Here's some unsolicited advice from someone who was there and what I wish I knew when I arrived, naive and idealistic. (Note: these are just my opinions, and I don't benefit from any of these recommendations.)
- Find good people. They are out there. Spend time with people who make you feel good and who make you better.
- Don't ever pay anyone until they make you money-- that goes for agents, managers, etc.
- Don't go into debt. It's tempting to run after the superficial labels of success, to dine in the fancy restaurants, to blow money on expensive nights out. But don't fall for it! Live beneath your means, and you'll never be a slave to money.
- Stay focused on your goals, but also remember to take care of your soul and your body. Go to the beach. Take a hike. LA is a dry, concrete city, but it is also full of beautiful nature if you look for it.
- There are many acting schools in the city, and one I loved was the Joanne Baron/DW Brown Studio, which offers a respected two-year acting program and is an amazing place to hone your craft and meet other like-minded (i.e., crazy) aspiring actors. Seriously, though, you can't be late, you can't miss class, you're not supposed to date your classmates, and there's no nudity in class. Instead, you'll work hard and connect with others who are serious about their craft.
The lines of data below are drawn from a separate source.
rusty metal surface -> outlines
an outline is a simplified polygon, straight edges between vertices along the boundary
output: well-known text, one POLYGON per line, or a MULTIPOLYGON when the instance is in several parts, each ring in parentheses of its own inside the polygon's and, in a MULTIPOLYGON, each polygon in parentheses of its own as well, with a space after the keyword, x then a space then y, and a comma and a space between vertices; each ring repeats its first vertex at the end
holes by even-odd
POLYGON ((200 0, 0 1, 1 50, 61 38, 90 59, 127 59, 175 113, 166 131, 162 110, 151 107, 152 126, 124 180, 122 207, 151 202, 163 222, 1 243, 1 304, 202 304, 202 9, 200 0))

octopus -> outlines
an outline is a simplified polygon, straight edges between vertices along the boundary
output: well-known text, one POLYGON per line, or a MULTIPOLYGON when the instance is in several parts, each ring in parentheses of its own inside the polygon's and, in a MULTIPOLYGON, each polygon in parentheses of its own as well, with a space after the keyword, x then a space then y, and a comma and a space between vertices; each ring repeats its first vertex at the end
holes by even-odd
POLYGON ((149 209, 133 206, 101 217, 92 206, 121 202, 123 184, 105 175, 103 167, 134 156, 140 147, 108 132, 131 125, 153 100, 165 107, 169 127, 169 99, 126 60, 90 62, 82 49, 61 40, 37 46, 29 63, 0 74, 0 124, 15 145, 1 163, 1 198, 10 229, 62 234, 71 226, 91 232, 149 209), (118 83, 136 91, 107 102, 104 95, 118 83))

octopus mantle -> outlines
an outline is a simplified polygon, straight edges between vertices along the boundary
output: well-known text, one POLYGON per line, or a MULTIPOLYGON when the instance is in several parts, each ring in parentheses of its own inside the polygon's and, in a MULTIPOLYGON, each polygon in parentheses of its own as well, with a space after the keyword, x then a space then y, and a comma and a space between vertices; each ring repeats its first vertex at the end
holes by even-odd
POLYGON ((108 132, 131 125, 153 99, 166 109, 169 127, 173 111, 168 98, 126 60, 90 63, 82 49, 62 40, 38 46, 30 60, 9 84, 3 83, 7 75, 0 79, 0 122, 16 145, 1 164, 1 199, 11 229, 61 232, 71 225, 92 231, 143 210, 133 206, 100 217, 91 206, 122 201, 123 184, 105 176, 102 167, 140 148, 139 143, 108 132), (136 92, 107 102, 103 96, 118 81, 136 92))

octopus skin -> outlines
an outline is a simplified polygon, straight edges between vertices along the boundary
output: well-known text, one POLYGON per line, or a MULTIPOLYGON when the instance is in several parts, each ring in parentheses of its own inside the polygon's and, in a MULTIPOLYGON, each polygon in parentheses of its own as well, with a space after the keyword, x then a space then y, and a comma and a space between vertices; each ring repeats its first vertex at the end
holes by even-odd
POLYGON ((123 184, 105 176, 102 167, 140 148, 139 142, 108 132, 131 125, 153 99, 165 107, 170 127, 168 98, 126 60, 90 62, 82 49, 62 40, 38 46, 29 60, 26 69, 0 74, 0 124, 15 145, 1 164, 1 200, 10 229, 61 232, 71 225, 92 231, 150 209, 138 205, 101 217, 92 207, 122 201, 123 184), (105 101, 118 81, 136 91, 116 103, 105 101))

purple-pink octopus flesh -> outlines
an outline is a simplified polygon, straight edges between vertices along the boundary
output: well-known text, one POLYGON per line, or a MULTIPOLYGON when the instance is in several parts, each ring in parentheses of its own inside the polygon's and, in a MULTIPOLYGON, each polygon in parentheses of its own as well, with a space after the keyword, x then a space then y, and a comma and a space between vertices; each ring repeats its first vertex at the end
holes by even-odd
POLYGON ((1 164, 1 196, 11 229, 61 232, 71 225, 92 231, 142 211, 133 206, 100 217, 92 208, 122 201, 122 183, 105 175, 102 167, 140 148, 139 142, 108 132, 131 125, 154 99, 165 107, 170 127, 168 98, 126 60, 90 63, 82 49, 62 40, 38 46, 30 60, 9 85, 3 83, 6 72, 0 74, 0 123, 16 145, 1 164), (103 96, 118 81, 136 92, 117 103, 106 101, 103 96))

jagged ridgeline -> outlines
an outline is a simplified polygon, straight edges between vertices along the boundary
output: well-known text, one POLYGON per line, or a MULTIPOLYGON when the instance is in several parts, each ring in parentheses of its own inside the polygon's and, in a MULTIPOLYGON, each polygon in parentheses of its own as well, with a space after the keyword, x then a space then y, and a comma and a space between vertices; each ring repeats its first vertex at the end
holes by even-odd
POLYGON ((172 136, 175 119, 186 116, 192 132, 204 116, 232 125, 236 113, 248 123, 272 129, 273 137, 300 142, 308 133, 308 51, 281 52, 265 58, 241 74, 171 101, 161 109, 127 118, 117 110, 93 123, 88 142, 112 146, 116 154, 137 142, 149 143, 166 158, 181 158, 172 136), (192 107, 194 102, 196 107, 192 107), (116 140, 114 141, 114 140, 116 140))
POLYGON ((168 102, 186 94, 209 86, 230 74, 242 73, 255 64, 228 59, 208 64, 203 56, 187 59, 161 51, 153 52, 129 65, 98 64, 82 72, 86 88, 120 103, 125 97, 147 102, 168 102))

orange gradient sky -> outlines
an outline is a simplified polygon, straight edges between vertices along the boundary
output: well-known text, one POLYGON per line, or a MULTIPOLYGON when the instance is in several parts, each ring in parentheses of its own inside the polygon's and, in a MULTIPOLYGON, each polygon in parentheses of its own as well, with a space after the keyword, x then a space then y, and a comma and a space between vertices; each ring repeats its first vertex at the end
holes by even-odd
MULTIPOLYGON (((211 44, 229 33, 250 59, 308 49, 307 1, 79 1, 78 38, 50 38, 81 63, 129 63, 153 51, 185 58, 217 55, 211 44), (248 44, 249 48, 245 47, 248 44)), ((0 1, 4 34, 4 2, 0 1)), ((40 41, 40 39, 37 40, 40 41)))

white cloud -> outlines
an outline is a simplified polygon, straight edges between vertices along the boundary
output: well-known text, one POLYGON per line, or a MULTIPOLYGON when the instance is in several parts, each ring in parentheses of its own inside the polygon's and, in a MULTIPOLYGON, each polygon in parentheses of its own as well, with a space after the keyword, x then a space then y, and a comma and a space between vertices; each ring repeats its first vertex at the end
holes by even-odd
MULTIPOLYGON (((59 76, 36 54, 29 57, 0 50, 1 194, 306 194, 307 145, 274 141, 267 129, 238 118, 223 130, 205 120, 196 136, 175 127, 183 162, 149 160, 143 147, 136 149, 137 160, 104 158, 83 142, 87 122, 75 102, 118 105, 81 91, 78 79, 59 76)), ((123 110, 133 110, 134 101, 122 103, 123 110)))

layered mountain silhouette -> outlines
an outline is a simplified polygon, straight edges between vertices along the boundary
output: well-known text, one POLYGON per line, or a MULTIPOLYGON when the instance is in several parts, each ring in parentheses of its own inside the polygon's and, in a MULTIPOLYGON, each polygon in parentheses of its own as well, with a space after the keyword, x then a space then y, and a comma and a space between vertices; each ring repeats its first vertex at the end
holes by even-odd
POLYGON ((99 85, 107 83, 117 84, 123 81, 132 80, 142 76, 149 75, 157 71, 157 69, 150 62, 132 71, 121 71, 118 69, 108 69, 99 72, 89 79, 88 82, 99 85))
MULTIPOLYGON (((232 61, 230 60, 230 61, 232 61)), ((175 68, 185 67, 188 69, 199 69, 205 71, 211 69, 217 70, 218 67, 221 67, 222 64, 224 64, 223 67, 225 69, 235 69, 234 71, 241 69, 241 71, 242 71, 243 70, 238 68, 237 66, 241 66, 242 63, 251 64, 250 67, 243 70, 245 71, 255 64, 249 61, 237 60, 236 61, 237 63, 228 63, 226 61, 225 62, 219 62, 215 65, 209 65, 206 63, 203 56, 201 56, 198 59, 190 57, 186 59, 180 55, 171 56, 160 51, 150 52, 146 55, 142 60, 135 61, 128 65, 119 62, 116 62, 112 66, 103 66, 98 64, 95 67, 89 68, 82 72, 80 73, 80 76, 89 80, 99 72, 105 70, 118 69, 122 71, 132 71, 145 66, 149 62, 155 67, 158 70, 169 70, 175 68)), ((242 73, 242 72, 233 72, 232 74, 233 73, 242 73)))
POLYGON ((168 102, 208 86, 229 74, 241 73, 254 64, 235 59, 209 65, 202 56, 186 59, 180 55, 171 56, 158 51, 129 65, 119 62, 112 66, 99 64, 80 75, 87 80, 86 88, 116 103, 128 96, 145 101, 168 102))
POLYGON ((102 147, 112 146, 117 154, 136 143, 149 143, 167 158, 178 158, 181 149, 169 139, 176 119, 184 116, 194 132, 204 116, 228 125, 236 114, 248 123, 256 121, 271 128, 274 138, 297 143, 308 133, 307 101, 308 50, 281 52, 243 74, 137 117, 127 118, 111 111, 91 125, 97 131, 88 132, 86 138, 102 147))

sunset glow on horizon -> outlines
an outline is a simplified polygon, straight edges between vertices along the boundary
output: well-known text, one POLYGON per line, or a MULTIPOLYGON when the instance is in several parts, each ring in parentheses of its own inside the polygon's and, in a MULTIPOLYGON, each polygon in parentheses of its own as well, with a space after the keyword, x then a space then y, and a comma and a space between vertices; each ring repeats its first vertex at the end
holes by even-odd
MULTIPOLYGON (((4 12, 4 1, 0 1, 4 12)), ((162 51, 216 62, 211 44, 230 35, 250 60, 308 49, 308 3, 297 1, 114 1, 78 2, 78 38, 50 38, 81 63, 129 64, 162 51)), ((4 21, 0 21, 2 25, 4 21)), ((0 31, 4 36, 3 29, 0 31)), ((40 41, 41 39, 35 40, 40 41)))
- Samuel French is a little bookstore that will be a great place to start researching everything related to acting.
- There are also a million (approximately) headshot photographers in LA, and my favorite was David LaPorte. I liked him so much, I even hired him to take my wedding photos (which he never does... but was nice enough to do for me anyway). He is also a great resource for all things related to the industry, and I trust him completely.
- Be grateful and say thank you for the smallest of favors. It's a town built on relationships, so be nice, humble and gracious to everyone at all times. As they say, the foot you step on today may be connected to the ass you're supposed to kiss tomorrow.
- Most importantly, have fun. Enjoy the struggle. Follow your heart. And put yourself out there.
Feel free to ask for help or advice as you move forward. I'm always happy to help.